Australian beaches along the country’s northeast coast were closed after bluebottle jellyfish stung nearly 4,000 people this weekend.

A bluebottle jellyfish washed up on Surfer's Paradise beach in Queensland, Australia, over the weekend. Photo by EPA-EFE/Queensland Ambulance Service Handout
A bluebottle jellyfish washed up on Surfer’s Paradise beach in Queensland, Australia, over the weekend. Photo by EPA-EFE/Queensland Ambulance Service Handout

Surf Life Saving Queensland said it treated 3,899 people since the weekend through Monday. At least two, a 14-year-old boy and a 32-year-old woman, needed paramedic treatment.
Strong northeasterly winds recently have caused groups of bluebottles, called armadas, to move closer to shore from the middle of the ocean.

The lifeguard agency duty officer Jeremy Sturges referred to the stings as an “epidemic” in a Brisbane Times report.

Bluebottle stings cause immediate, sharp pain and acute inflammatory skin reaction, the Royal Australian College of General Practitioners said. They are usually treated with heat or ice packs, but some cases cause severe allergic reaction and anaphylactic shock.

Australian Maine Stinger Advisory Service director Lisa-ann Gershwin said the spate of stings may be attributable to a rare, giant bluebottle with multiple tentacles and a more severe sting.

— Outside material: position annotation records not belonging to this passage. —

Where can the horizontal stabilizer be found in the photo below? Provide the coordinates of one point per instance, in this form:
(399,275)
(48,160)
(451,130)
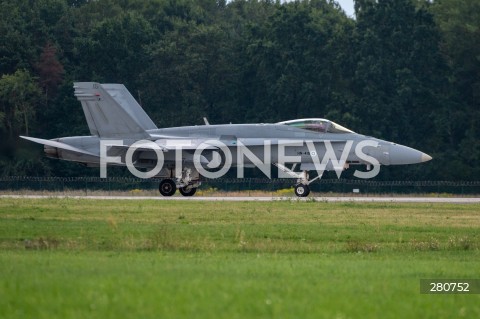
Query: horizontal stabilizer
(58,145)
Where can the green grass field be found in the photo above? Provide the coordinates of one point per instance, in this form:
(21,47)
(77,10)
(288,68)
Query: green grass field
(73,258)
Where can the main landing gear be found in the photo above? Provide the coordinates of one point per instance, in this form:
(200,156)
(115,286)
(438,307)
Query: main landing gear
(185,183)
(301,188)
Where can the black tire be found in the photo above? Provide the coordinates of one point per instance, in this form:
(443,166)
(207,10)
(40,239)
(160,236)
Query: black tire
(187,190)
(302,190)
(167,187)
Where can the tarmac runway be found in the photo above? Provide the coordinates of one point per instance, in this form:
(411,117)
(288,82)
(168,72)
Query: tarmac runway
(363,199)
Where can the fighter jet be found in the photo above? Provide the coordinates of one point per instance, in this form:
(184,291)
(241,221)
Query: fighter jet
(123,134)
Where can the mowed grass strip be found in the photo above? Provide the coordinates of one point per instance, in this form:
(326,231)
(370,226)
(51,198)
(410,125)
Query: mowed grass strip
(277,227)
(74,258)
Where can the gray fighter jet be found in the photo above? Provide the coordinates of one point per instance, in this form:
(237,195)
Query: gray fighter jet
(123,134)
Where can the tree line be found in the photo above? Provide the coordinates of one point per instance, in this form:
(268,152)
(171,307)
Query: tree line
(401,70)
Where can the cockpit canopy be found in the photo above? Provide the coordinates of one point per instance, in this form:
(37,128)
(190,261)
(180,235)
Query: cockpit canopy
(317,125)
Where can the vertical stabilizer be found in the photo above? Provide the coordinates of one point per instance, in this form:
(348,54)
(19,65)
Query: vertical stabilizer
(112,112)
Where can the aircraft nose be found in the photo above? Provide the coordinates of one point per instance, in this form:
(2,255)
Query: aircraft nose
(401,155)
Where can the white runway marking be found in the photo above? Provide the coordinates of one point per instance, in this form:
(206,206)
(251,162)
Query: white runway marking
(455,200)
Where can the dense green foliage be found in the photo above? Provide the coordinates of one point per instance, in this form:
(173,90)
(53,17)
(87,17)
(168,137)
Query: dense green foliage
(401,70)
(69,258)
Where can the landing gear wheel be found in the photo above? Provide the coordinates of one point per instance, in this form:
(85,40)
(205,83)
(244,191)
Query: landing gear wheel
(302,190)
(187,190)
(167,187)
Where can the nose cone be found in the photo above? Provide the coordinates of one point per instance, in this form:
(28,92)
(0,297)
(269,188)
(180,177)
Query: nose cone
(402,155)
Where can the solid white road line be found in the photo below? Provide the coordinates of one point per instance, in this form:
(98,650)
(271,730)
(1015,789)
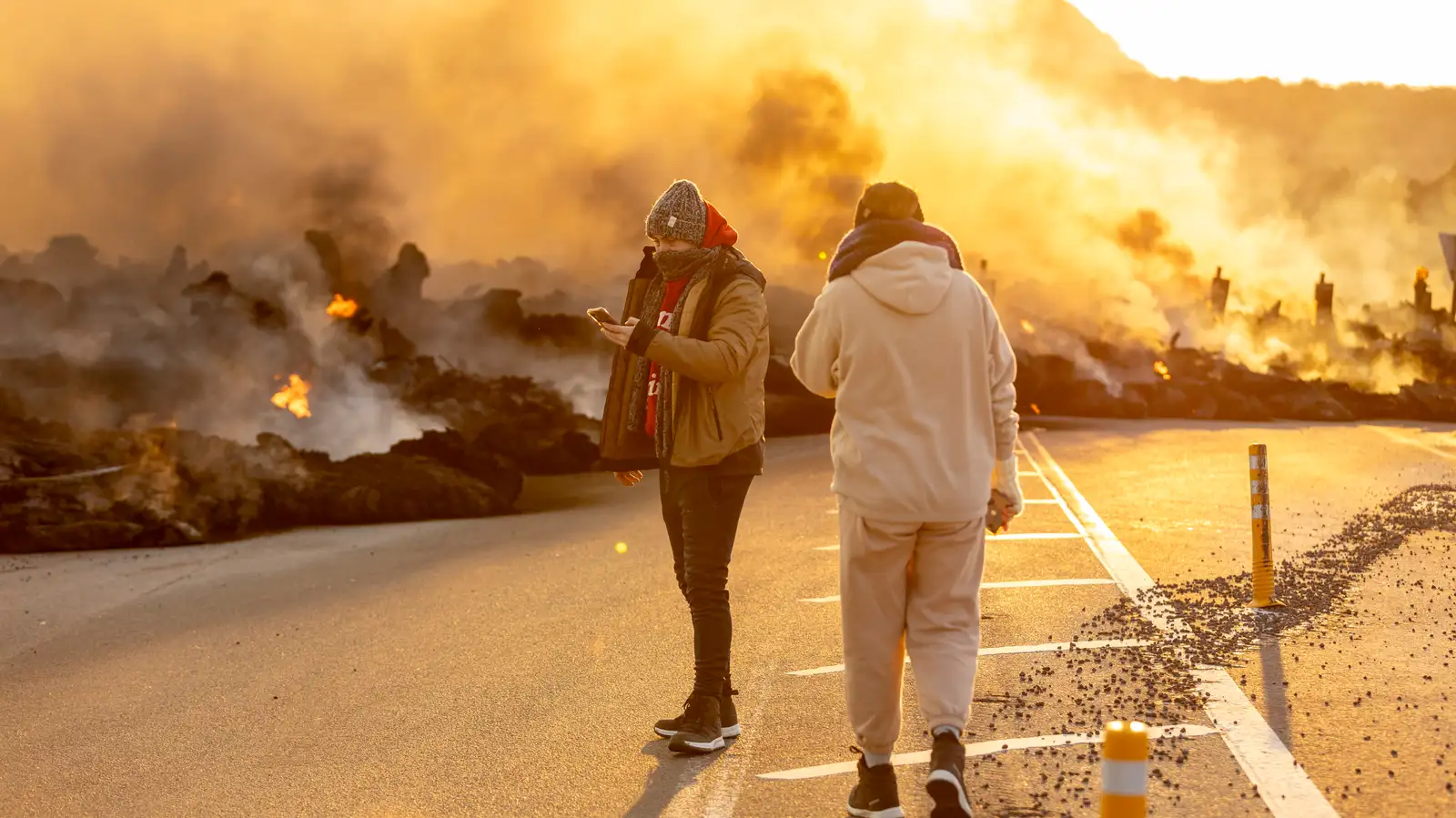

“When I hear people saying people are getting anaphylactic shock (severe allergic reaction), it makes me wonder if maybe the cases are due to a species that isn’t the common little one, but maybe this big one is around and about and just hasn’t been confirmed,” Gershwin said in an Australian ABC report.

The rare stinger only appears once every 10 to 30 years.